Ex-fighter pilot and businessman, Eytan Stibbe, will become the second ever Israeli to go into space, the country has announced. His friend and predecessor, Ilan Ramon, was killed during the ill-fated US Columbia mission in 2003.
Stibbe is scheduled to blast off to the International Space Station (ISS) from Florida in late 2021, Israeli President Reuven Rivlin said during a ceremony at his residence in Jerusalem on Monday.
“This is a day of national joy, and great pride” for Israel, Rivlin said, adding that Stibbe would prove that “even the sky isn’t our limit.”
Israel’s second astronaut is expected to spend 200 hours or just over a week in orbit, performing “Israeli technological experiments” that will advance the country’s technology and science, according to the president.

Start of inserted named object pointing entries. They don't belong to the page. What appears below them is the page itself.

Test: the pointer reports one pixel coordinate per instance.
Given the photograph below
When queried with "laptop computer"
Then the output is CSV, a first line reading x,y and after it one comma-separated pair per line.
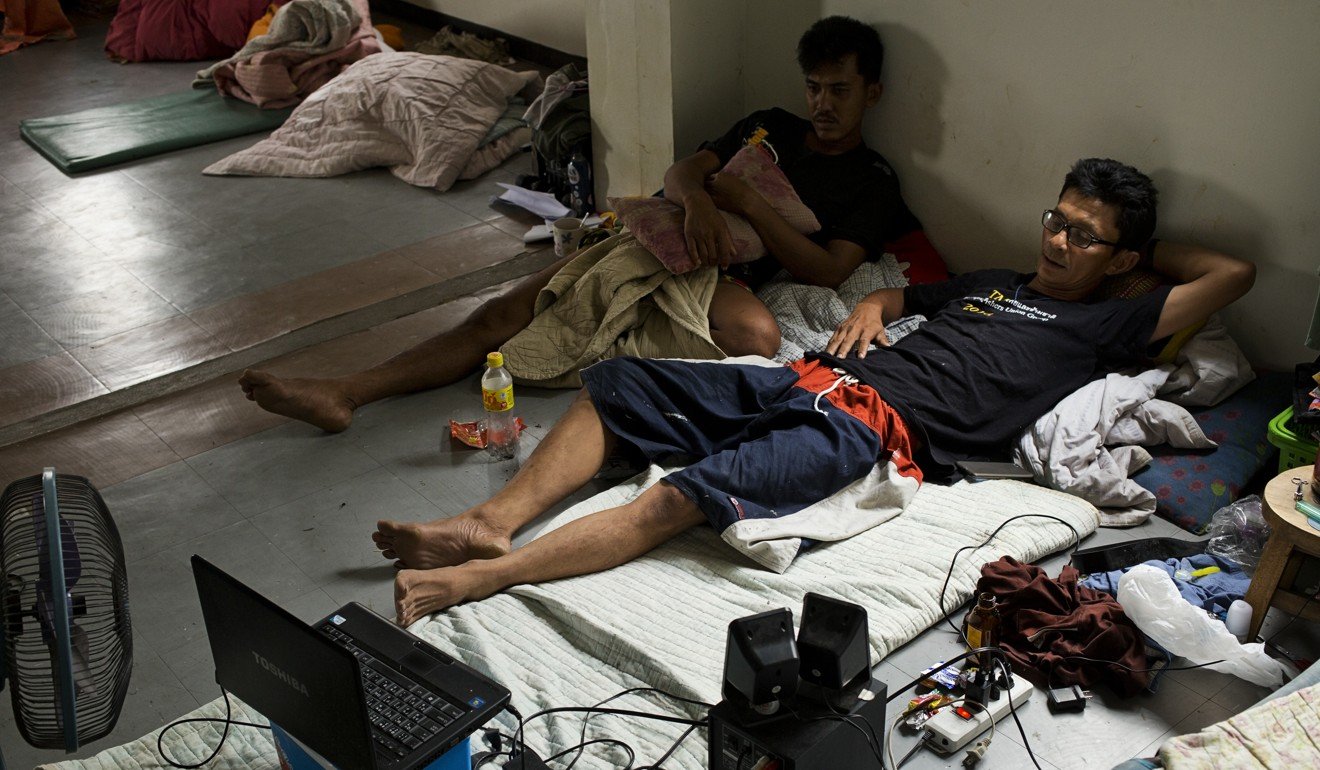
x,y
355,688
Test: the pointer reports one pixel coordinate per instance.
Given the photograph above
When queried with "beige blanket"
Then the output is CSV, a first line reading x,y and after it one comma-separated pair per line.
x,y
614,299
309,42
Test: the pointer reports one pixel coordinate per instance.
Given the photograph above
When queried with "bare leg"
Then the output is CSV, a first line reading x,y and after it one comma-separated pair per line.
x,y
569,456
741,324
446,357
593,543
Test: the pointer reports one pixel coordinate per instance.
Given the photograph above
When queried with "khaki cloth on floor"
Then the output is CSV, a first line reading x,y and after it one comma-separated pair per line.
x,y
614,299
28,21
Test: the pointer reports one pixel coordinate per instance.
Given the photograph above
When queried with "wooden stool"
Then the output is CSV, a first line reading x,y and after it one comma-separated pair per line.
x,y
1290,539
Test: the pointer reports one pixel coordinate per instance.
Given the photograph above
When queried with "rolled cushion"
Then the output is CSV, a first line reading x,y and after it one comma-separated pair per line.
x,y
658,223
185,31
1189,486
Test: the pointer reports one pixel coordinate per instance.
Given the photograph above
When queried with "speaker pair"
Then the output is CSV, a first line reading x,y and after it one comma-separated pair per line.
x,y
763,663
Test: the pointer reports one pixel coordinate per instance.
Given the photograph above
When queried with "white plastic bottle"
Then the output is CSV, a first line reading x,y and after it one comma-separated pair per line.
x,y
498,399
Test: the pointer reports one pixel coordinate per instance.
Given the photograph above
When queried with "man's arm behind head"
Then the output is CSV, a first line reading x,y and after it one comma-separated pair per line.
x,y
1207,281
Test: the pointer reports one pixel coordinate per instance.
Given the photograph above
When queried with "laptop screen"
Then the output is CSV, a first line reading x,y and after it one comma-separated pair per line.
x,y
284,668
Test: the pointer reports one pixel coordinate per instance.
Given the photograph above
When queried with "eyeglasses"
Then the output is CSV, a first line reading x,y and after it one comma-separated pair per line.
x,y
1054,222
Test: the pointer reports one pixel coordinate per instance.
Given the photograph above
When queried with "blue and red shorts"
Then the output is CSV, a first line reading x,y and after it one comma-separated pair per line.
x,y
759,441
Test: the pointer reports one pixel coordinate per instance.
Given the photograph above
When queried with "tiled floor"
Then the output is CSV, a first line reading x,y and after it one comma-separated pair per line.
x,y
291,509
280,503
118,278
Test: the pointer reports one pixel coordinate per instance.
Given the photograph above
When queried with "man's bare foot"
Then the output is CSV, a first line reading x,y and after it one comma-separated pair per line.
x,y
421,592
310,400
440,543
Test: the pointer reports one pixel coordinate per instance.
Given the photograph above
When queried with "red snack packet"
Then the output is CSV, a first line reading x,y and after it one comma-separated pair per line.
x,y
474,433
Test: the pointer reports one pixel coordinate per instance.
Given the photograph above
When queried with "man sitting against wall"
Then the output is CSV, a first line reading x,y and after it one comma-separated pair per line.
x,y
852,189
998,350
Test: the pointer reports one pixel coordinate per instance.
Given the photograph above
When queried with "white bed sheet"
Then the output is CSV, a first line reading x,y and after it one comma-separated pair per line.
x,y
661,620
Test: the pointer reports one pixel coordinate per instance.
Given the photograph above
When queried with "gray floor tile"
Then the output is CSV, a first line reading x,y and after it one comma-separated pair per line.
x,y
474,196
1109,731
164,597
1238,695
409,437
328,534
194,667
21,338
34,242
221,276
168,248
61,274
155,696
280,465
168,506
305,251
116,307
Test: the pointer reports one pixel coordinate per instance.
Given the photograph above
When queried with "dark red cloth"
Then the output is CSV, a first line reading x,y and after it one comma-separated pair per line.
x,y
925,266
28,21
184,31
1046,620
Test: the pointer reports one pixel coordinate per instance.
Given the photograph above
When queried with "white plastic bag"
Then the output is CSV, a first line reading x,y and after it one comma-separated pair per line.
x,y
1238,532
1151,600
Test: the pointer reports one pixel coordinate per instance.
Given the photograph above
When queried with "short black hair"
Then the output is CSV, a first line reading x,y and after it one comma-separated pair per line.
x,y
833,37
1122,186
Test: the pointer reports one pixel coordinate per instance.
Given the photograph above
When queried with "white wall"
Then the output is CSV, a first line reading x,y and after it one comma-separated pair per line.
x,y
988,103
560,24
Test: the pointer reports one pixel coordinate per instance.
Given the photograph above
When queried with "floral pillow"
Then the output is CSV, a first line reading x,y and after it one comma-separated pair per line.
x,y
658,223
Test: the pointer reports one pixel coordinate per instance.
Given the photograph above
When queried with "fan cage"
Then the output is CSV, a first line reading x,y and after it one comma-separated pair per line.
x,y
100,628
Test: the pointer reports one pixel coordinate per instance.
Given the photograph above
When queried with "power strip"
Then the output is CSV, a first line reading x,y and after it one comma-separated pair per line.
x,y
947,732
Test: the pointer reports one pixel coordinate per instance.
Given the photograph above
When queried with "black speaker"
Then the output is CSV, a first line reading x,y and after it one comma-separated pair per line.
x,y
760,662
833,642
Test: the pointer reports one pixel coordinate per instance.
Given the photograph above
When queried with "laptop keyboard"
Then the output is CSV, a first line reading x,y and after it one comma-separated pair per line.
x,y
403,715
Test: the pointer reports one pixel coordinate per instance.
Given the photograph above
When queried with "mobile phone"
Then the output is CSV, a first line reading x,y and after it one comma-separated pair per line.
x,y
981,470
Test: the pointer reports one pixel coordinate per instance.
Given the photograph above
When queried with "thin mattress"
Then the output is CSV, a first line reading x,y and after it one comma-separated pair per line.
x,y
661,620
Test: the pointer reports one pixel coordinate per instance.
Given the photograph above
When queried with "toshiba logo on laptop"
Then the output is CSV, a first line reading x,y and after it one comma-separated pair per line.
x,y
280,674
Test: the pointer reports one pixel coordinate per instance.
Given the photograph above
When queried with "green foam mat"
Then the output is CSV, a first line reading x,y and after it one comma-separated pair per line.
x,y
104,136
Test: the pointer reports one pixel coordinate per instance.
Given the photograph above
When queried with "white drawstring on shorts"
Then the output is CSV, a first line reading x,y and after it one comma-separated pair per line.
x,y
842,379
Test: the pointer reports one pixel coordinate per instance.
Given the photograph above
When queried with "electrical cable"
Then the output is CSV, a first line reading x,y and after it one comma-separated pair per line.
x,y
655,690
1001,659
659,764
846,719
227,721
522,723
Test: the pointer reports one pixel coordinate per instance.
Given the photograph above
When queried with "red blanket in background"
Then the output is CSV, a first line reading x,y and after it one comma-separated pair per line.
x,y
181,31
28,21
277,70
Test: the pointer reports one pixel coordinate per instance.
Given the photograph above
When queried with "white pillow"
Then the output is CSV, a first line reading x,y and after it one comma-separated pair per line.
x,y
421,115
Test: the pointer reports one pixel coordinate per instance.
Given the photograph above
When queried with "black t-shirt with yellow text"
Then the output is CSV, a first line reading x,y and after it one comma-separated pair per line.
x,y
994,355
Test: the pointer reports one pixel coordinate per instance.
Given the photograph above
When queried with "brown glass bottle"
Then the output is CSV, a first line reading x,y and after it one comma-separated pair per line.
x,y
981,626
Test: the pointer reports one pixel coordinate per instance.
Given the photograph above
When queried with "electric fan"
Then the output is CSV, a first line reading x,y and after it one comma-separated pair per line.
x,y
64,610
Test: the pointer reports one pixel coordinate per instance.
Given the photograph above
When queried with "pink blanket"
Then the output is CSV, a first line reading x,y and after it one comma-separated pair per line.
x,y
310,41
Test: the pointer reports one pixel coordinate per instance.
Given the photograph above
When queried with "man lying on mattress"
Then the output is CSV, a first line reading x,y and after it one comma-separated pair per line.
x,y
763,444
850,188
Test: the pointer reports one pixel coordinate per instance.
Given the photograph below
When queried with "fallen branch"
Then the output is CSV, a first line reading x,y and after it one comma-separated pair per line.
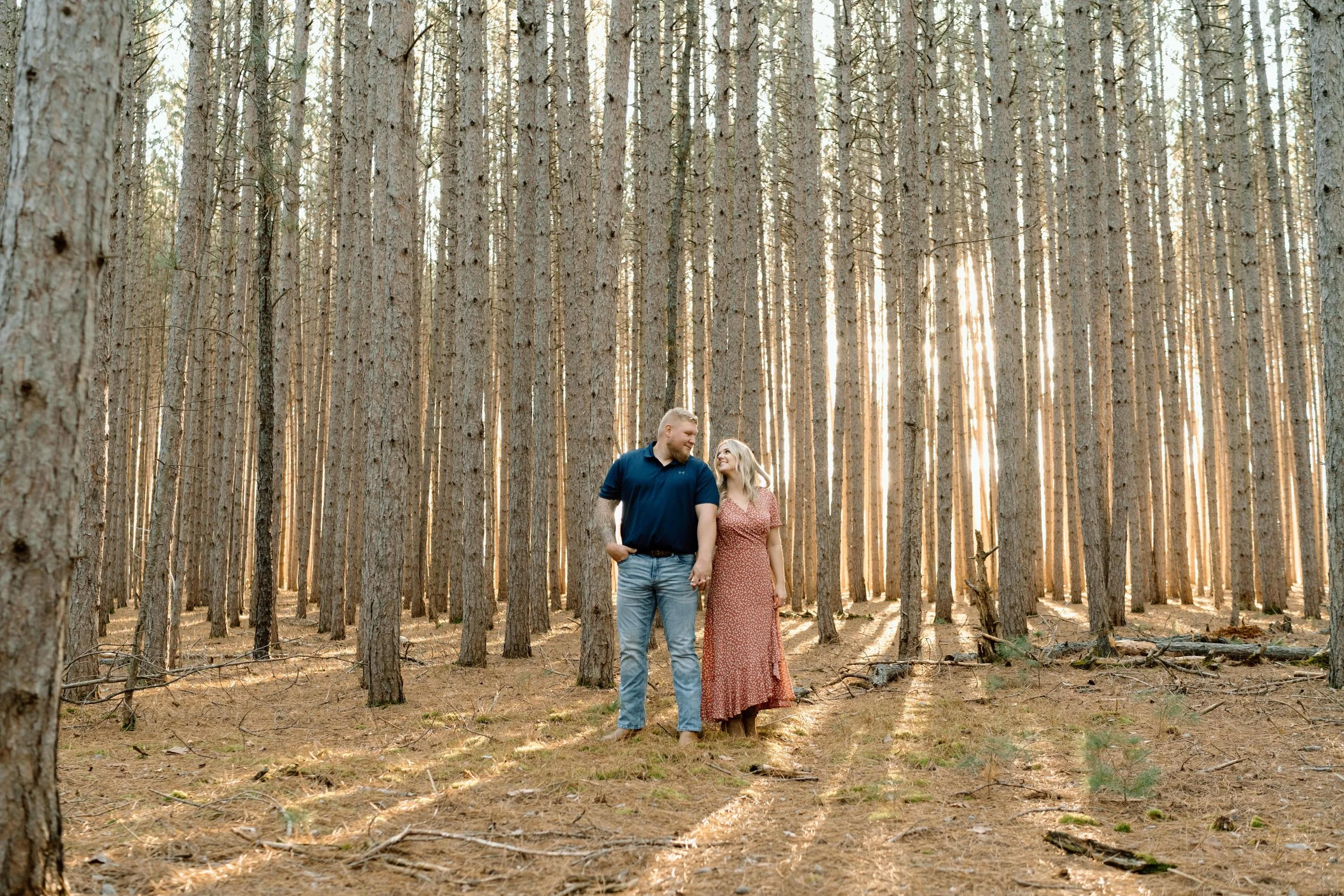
x,y
770,771
1184,645
909,832
424,833
1003,784
1113,856
1028,812
1181,668
1042,886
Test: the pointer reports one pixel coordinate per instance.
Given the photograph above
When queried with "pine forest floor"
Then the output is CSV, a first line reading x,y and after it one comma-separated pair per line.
x,y
276,778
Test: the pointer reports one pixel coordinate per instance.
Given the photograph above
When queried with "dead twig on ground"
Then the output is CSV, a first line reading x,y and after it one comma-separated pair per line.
x,y
1034,884
1028,812
424,833
1003,784
1113,856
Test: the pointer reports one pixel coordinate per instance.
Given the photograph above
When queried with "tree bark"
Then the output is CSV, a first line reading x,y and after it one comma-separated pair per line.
x,y
264,537
53,246
474,283
389,440
808,171
1326,46
533,256
1015,558
597,649
914,246
1084,273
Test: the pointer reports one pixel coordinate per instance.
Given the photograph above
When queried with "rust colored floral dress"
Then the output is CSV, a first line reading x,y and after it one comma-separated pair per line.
x,y
744,655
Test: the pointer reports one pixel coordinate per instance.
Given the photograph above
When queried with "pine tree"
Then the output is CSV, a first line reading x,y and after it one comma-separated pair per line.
x,y
55,229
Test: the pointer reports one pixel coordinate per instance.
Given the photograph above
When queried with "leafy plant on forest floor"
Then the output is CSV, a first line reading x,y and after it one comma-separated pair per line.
x,y
1120,763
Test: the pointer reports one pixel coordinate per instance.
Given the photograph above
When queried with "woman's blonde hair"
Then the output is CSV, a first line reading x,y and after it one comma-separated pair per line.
x,y
753,475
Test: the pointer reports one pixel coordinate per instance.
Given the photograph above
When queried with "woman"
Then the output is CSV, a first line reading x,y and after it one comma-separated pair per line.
x,y
744,668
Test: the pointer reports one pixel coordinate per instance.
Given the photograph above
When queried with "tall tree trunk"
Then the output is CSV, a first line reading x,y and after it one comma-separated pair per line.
x,y
265,539
1017,566
1086,254
11,22
472,396
1269,531
189,246
848,421
1295,371
597,650
1326,47
656,123
808,171
914,245
389,444
533,254
52,253
726,310
289,300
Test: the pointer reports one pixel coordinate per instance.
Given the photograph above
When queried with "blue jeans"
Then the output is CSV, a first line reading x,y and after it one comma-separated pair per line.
x,y
644,585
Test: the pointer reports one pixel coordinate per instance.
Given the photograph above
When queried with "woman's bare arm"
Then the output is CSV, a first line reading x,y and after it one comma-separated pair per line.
x,y
776,547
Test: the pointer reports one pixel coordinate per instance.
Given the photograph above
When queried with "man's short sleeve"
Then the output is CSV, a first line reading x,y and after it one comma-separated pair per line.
x,y
706,489
611,489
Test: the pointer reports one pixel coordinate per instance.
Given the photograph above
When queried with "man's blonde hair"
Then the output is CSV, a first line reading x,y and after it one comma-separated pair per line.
x,y
678,414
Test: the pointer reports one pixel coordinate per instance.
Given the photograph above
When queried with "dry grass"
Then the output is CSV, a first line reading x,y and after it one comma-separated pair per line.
x,y
510,755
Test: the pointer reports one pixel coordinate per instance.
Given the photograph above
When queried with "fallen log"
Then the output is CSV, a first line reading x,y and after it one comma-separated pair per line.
x,y
1113,856
1184,647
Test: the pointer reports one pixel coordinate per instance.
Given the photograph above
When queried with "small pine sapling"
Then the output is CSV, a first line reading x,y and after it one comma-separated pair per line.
x,y
1119,762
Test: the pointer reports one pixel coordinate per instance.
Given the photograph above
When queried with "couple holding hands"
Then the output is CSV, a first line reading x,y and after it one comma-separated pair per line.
x,y
686,528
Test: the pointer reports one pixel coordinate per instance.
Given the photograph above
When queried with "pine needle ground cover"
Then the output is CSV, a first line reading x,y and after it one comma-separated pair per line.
x,y
276,778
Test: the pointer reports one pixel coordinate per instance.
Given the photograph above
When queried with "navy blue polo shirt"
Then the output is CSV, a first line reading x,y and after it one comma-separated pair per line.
x,y
659,500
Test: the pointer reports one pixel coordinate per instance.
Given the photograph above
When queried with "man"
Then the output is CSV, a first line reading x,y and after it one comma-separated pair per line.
x,y
664,554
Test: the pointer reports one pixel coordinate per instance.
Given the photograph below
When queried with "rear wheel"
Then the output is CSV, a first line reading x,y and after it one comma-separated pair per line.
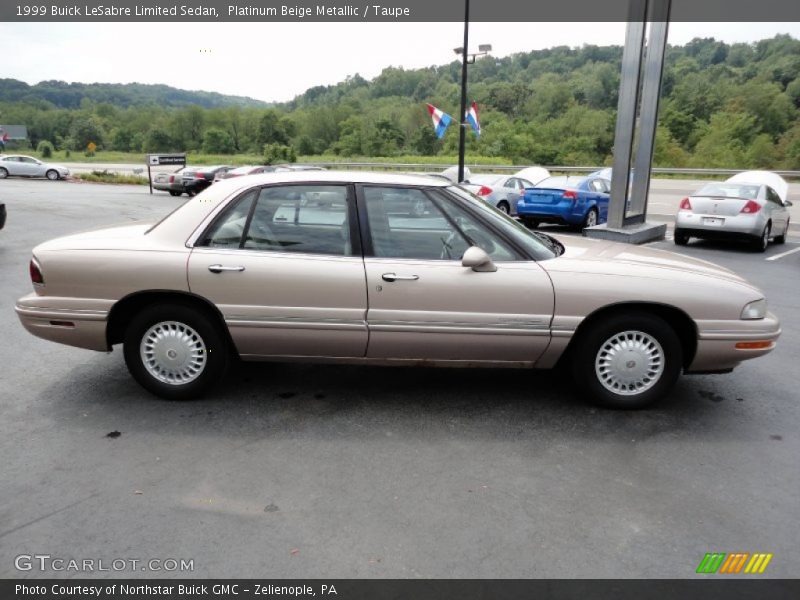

Before the launch, he will go through an extensive training program, which will take him to the US, Russia and Germany.
Stibbe is 62 and served as an IDF fighter jet pilot for 43 years, participating in numerous combat missions and achieving the rank of a colonel. He’ll become one of the oldest people to travel to space.
Being a wealthy businessman, Stibbe will be funding the space journey and the experiments he’ll be doing in orbit from his own pocket. He founded and now chairs the multi-million-dollar Vital Capital Fund, which invests in developing nations in Africa and elsewhere.
The ISS mission that he’ll participate in is the first to be manned entirely by private astronauts.
During the ceremony, Stibbe told the media that since he was a child he “looked up to the stars and wondered what there is beyond what I saw,” but it was Israel’s first cosmonaut, Ilan Ramon, who embedded the dream of actually going to space in his head.
The pair became friends during their service in the Israeli Air Force, with Stibbe supporting Ramon’s family after the tragedy on February 1, 2003.
On that day, US space shuttle Columbia disintegrated as it was reentering the atmosphere following a mission to the ISS. The blast, which occurred just 16 minutes before the planned landing, killed all seven crew members on board, including Ramon. He was returning to Earth after spending 16 days in space.
It was the second deadly accident for the US Space Shuttle program after Challenger exploded shortly after takeoff in 1986.
Ramon’s son, Tal Ramon, was also present at the ceremony, calling Stibbe’s mission a “victory” and saying that he was moved that his father’s friend had decided to make this “contribution” to the people of Israel.